Against a GDP growth target of 6.6% and an inflation rate of 5% for the current financial year, Pakistan is expected to achieve growth of 6.4-6.5% on the back of a 5.5-6% inflation rate. It is the result of underperformance by the agricultural sector and rising core inflation. The fiscal deficit may touch 4.5% against a target of 4%. Due to increase in administration expenses one is likely see an offset of the expected increase in the CBR collections. At the same time, Pakistan's trade deficit is likely to exceed the target by US$ one billion due to faster than projected growth in imports. This will put further pressure on rupee experiencing erosion in value against dollar.

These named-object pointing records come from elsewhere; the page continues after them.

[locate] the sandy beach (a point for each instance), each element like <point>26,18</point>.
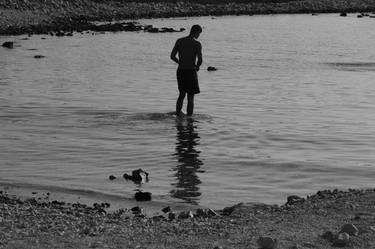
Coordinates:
<point>313,222</point>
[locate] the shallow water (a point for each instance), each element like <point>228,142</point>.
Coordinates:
<point>290,111</point>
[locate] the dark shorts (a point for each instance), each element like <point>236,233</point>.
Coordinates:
<point>187,80</point>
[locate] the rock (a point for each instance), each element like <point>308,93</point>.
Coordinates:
<point>206,213</point>
<point>171,216</point>
<point>186,215</point>
<point>153,30</point>
<point>8,44</point>
<point>136,209</point>
<point>349,229</point>
<point>342,239</point>
<point>294,199</point>
<point>142,196</point>
<point>211,69</point>
<point>328,236</point>
<point>166,209</point>
<point>267,243</point>
<point>138,176</point>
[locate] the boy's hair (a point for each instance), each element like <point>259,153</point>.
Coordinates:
<point>196,29</point>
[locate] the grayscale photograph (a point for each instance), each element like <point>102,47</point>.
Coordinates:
<point>187,124</point>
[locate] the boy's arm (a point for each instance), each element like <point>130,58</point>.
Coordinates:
<point>199,56</point>
<point>174,54</point>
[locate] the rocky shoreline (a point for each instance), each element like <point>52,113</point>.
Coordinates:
<point>65,16</point>
<point>327,219</point>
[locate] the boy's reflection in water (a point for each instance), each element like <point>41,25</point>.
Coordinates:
<point>186,187</point>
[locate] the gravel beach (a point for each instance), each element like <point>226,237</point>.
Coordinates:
<point>327,219</point>
<point>41,17</point>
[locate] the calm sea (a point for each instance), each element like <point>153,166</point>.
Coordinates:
<point>291,110</point>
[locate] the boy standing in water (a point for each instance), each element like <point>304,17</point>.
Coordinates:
<point>189,60</point>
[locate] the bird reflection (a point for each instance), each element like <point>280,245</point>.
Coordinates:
<point>186,187</point>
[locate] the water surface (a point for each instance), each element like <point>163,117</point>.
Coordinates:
<point>290,111</point>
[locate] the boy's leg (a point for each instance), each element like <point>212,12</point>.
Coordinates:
<point>180,102</point>
<point>190,107</point>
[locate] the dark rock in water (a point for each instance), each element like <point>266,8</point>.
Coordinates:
<point>142,196</point>
<point>330,236</point>
<point>294,199</point>
<point>186,215</point>
<point>59,33</point>
<point>342,240</point>
<point>138,176</point>
<point>166,209</point>
<point>136,209</point>
<point>153,30</point>
<point>349,229</point>
<point>206,213</point>
<point>8,44</point>
<point>127,177</point>
<point>267,243</point>
<point>171,216</point>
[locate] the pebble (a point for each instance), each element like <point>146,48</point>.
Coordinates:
<point>8,44</point>
<point>267,243</point>
<point>166,209</point>
<point>211,69</point>
<point>186,215</point>
<point>349,229</point>
<point>342,239</point>
<point>328,236</point>
<point>171,216</point>
<point>142,196</point>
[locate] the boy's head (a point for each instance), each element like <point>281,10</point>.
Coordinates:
<point>195,30</point>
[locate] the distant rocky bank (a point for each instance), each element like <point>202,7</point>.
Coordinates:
<point>42,17</point>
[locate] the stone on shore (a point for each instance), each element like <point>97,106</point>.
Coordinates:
<point>294,199</point>
<point>142,196</point>
<point>349,229</point>
<point>138,176</point>
<point>186,215</point>
<point>267,243</point>
<point>342,240</point>
<point>204,213</point>
<point>8,44</point>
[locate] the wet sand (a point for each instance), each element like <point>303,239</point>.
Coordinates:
<point>312,222</point>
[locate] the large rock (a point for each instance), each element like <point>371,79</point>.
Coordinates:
<point>294,199</point>
<point>137,176</point>
<point>8,44</point>
<point>349,229</point>
<point>142,196</point>
<point>267,243</point>
<point>342,240</point>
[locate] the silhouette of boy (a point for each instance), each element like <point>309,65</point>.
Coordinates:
<point>189,60</point>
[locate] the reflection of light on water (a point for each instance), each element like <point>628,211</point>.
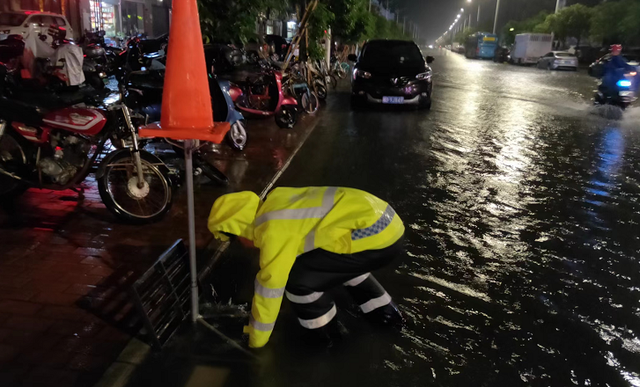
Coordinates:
<point>631,377</point>
<point>609,157</point>
<point>511,159</point>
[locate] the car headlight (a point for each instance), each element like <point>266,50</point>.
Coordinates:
<point>362,74</point>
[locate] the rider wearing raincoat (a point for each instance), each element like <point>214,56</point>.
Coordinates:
<point>311,240</point>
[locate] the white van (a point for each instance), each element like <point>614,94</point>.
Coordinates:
<point>529,48</point>
<point>18,23</point>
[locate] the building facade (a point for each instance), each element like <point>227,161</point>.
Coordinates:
<point>118,18</point>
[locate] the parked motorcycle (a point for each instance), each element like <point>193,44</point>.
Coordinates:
<point>47,141</point>
<point>263,95</point>
<point>295,84</point>
<point>144,95</point>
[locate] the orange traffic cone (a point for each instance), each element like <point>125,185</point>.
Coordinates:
<point>186,102</point>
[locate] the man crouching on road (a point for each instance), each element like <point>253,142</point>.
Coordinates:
<point>312,240</point>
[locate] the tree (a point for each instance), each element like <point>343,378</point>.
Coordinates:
<point>630,25</point>
<point>605,23</point>
<point>319,21</point>
<point>512,28</point>
<point>461,36</point>
<point>573,21</point>
<point>233,20</point>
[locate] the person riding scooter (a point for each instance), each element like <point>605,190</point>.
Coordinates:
<point>614,69</point>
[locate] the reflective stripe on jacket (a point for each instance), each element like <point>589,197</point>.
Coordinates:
<point>292,221</point>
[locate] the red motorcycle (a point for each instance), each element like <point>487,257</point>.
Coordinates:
<point>262,95</point>
<point>51,141</point>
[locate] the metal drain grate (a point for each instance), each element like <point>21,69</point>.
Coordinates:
<point>162,295</point>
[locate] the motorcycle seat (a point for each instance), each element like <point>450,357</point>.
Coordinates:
<point>43,101</point>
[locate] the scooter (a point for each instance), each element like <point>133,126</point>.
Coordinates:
<point>622,95</point>
<point>263,95</point>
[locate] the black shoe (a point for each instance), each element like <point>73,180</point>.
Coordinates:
<point>325,336</point>
<point>388,315</point>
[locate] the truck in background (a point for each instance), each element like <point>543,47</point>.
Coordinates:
<point>528,48</point>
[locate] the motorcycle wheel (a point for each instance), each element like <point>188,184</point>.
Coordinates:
<point>334,82</point>
<point>12,159</point>
<point>94,81</point>
<point>310,102</point>
<point>322,91</point>
<point>237,136</point>
<point>117,184</point>
<point>287,116</point>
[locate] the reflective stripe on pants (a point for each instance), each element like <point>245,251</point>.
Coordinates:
<point>321,321</point>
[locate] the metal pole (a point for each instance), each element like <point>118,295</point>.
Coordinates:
<point>327,47</point>
<point>495,20</point>
<point>188,158</point>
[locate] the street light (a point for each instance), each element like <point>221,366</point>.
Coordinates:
<point>495,20</point>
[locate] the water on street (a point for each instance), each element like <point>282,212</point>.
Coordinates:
<point>522,214</point>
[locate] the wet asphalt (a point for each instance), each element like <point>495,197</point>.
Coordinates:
<point>522,211</point>
<point>521,206</point>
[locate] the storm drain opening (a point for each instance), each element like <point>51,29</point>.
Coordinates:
<point>162,295</point>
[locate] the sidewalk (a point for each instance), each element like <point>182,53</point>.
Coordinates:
<point>210,353</point>
<point>65,260</point>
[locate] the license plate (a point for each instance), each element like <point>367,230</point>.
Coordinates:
<point>393,100</point>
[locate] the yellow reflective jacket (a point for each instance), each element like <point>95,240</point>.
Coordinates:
<point>293,221</point>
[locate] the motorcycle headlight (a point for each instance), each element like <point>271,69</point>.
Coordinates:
<point>424,76</point>
<point>624,83</point>
<point>362,74</point>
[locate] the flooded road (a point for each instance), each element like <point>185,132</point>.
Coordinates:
<point>523,237</point>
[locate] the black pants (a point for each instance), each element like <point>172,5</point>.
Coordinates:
<point>319,270</point>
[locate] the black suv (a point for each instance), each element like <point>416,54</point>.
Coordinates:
<point>391,72</point>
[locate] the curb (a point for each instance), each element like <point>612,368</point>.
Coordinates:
<point>136,351</point>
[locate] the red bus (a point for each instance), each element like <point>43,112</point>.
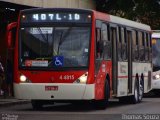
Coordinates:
<point>79,55</point>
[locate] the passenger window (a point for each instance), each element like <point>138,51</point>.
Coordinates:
<point>99,44</point>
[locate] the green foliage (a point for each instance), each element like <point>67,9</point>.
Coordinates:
<point>144,11</point>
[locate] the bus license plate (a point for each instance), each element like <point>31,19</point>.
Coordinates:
<point>51,88</point>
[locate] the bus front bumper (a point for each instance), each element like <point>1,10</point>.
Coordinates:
<point>54,91</point>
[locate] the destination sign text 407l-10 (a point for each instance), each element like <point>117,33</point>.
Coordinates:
<point>56,17</point>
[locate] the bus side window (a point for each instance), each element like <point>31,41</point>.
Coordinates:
<point>124,44</point>
<point>106,41</point>
<point>119,45</point>
<point>141,46</point>
<point>99,44</point>
<point>150,47</point>
<point>146,47</point>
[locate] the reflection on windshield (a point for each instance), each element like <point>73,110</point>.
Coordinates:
<point>54,46</point>
<point>156,54</point>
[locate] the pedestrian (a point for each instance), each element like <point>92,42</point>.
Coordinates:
<point>9,77</point>
<point>1,76</point>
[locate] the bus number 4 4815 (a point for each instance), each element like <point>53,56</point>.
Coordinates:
<point>66,77</point>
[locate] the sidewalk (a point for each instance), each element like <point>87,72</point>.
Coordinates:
<point>7,101</point>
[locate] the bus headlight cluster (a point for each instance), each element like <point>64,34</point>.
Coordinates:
<point>157,76</point>
<point>24,79</point>
<point>82,79</point>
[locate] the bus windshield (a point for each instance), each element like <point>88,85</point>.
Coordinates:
<point>54,47</point>
<point>156,53</point>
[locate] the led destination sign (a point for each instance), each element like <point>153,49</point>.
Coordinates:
<point>56,17</point>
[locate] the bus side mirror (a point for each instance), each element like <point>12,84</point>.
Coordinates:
<point>9,35</point>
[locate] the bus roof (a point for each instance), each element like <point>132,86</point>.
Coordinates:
<point>121,21</point>
<point>101,16</point>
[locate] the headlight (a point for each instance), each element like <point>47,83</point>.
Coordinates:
<point>24,79</point>
<point>82,79</point>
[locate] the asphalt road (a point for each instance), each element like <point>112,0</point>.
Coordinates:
<point>148,109</point>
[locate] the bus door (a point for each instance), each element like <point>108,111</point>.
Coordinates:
<point>113,37</point>
<point>129,42</point>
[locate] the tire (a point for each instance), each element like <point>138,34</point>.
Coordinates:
<point>37,104</point>
<point>102,104</point>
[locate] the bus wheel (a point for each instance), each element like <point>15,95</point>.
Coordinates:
<point>36,104</point>
<point>102,104</point>
<point>141,89</point>
<point>135,98</point>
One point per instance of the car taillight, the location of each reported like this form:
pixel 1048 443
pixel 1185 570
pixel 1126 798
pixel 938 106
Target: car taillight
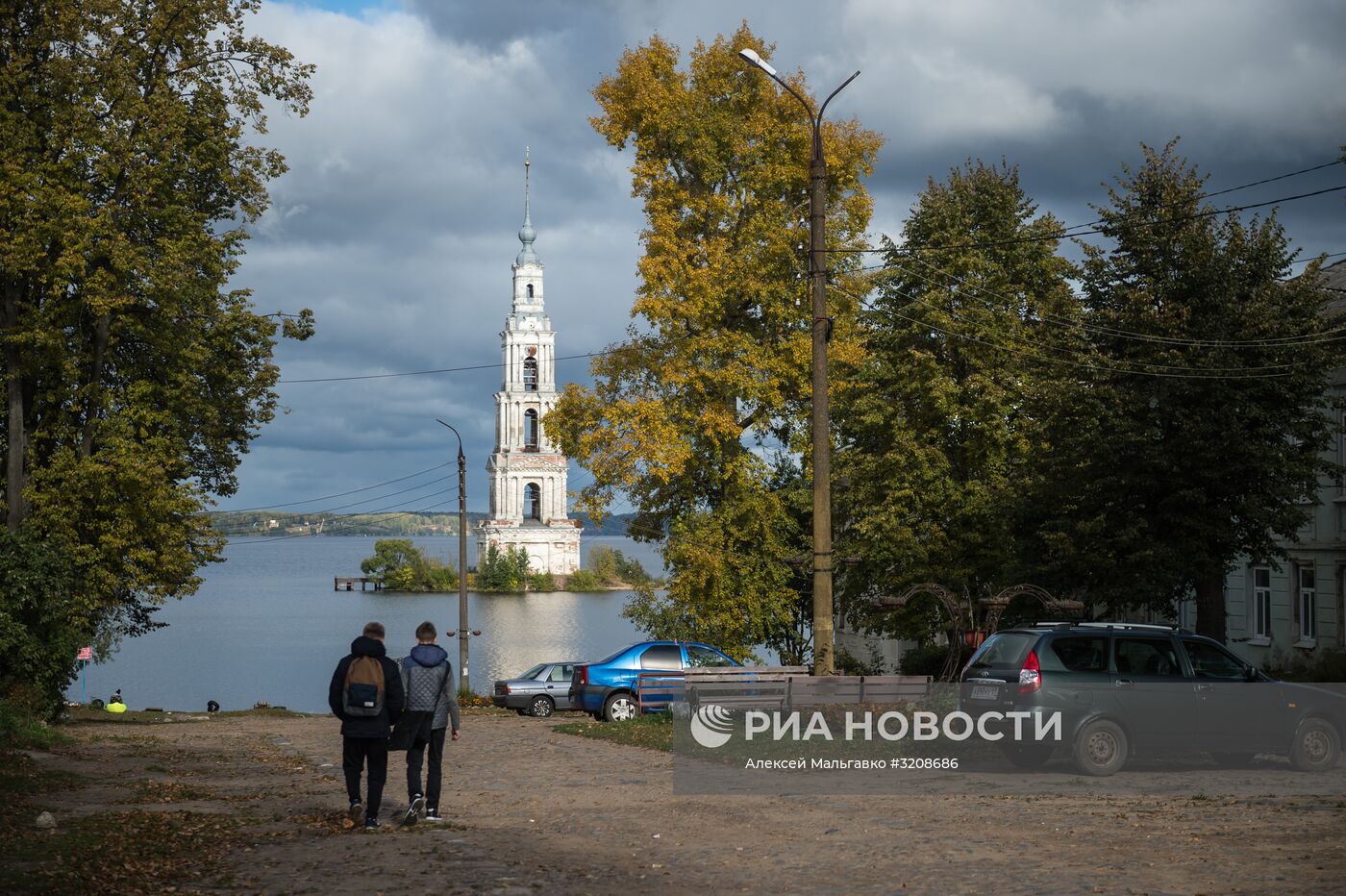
pixel 1030 677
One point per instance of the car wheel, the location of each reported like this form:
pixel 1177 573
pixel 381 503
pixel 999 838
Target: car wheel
pixel 1027 757
pixel 1316 745
pixel 1100 748
pixel 1234 760
pixel 619 708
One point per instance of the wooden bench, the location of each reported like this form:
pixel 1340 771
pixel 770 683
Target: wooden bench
pixel 791 690
pixel 657 689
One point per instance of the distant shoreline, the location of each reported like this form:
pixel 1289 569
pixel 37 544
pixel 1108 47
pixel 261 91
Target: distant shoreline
pixel 272 524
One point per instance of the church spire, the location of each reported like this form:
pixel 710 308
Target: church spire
pixel 527 235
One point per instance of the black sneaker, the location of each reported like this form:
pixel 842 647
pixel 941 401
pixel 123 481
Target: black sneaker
pixel 413 810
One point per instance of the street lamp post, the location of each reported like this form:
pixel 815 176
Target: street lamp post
pixel 823 606
pixel 463 634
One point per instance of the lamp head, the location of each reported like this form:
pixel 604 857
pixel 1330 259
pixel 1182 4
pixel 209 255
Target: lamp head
pixel 751 56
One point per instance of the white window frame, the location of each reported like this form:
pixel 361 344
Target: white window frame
pixel 1306 582
pixel 1261 605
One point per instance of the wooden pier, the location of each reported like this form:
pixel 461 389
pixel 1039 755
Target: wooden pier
pixel 347 583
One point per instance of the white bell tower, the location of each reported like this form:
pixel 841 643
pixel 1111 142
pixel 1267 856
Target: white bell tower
pixel 527 470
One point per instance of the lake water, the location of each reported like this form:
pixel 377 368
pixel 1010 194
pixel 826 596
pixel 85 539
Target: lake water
pixel 266 626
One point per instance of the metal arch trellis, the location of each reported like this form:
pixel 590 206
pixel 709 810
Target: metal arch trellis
pixel 964 613
pixel 960 619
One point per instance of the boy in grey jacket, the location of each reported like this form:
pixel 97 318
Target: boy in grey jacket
pixel 431 700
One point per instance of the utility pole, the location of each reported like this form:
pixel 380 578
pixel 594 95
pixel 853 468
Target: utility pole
pixel 823 603
pixel 463 633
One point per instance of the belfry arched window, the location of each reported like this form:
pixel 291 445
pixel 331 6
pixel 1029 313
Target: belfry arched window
pixel 531 428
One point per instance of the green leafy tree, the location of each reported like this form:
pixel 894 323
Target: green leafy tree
pixel 1201 440
pixel 716 362
pixel 939 427
pixel 134 377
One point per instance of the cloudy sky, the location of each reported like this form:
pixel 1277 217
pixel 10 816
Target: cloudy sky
pixel 397 219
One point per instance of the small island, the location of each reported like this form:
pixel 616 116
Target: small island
pixel 399 565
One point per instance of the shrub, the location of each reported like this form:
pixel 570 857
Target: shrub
pixel 502 571
pixel 541 582
pixel 585 580
pixel 42 626
pixel 929 659
pixel 400 565
pixel 848 663
pixel 612 568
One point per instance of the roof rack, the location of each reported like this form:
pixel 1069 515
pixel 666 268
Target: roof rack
pixel 1109 626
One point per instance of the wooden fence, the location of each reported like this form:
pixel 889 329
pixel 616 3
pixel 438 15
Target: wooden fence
pixel 773 687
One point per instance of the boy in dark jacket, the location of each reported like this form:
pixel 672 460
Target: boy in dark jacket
pixel 363 734
pixel 433 698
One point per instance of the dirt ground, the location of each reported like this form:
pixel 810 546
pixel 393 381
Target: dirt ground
pixel 534 810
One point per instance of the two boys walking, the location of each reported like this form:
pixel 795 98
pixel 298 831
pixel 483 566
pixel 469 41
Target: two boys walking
pixel 370 694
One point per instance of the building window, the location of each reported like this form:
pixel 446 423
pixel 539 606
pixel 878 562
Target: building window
pixel 1308 605
pixel 531 430
pixel 1261 602
pixel 532 501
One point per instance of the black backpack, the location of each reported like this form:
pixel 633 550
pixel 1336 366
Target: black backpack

After reporting real economic growth of 6.4% in FY04, the government, in line with its medium-term target of 8% growth by 2007, set a 6.6% GDP growth target for the current financial year. While the services and industrial sector are expected to attain and possibly even beat the growth targets during the year, the agricultural sector is likely to fall short of the 4% growth target that was set for it as a result of the lower than expected availability of water. At this stage analysts expect GDP growth not to meet the target.
The government set a 5% target for 2004-05 and onwards. Last year the factors responsible for inflation were rising petroleum and food prices and house rent. This year the government has taken steps to control these drivers. These steps include (I) the hit the government has chosen to take on its revenues in order to avoid passing on the impact of high international oil prices to local consumers and (II) the import of wheat to meet any potential shortfall. However, inflation still seems to be accelerating. The problem this year is that even though fuel and wheat prices have been controlled to some extent, prices of other items have increased, thus causing inflation to shoot up over 9% YoY and core inflation to shoot up by over 6% YoY.
At the beginning of new financial year, the government set a target of Rs 580 billion for tax revenues, which represents a rise of 14% over last year's target of Rs 510 billion. The raise came as a result of expectations of greater than 6.4% real growth in the Pakistani economy coupled with 5% inflation and a broadening of the tax base. However, the higher than targeted collections in July on the back of increased indirect tax collections, and the increased likelihood of greater than 5% inflation led the IMF's visiting mission to encourage the CBR to raise its collections target for the current financial year. The CBR has suggested a revised collection target of Rs 590 billion. Some analysts believe that CBR is likely to achieve the revised target and possibly surpass it.
However, they also fear that Pakistan's fiscal deficit is likely to touch 4.5%, above the targeted 4%. The reasons for higher fiscal deficit are said to be reduced collection of Petroleum Development Surcharge and higher administration cost. The government decided not to pass on the impact of high international oil prices to local consumers. Higher administration cost is likely to be there because of a huge new Federal Cabinet. It is feared that the government will indulge in higher bank borrowing, beyond the Rs 45 billion that was targeted for the year. This will also lead to crowding out private sector borrowing.
As per Pakistan's Trade Policy, exports are expected to grow at 11% and imports are projected to grow at 8% during financial year 2004-05 resulting in a trade deficit of US$ 3 billion. Given current export and import growth pattern it is expect that while exports will meet their 11% growth target, imports are likely to grow by a much more rapid 15% rate during the current financial year. This is because of the continued rise in import of machinery and raw materials. This trend is likely to boost the trade deficit close to US$4 billion. This will further worsen the exchange parity.
It may be true that Pakistan has succeeded in achieving even the most difficult targets in the past. However, it is also necessary to fix realistic targets and then make concerted efforts to achieve them. While the present government has the potential to overcome the internal factors, some of the external factors, affecting the economy, are certainly beyond control.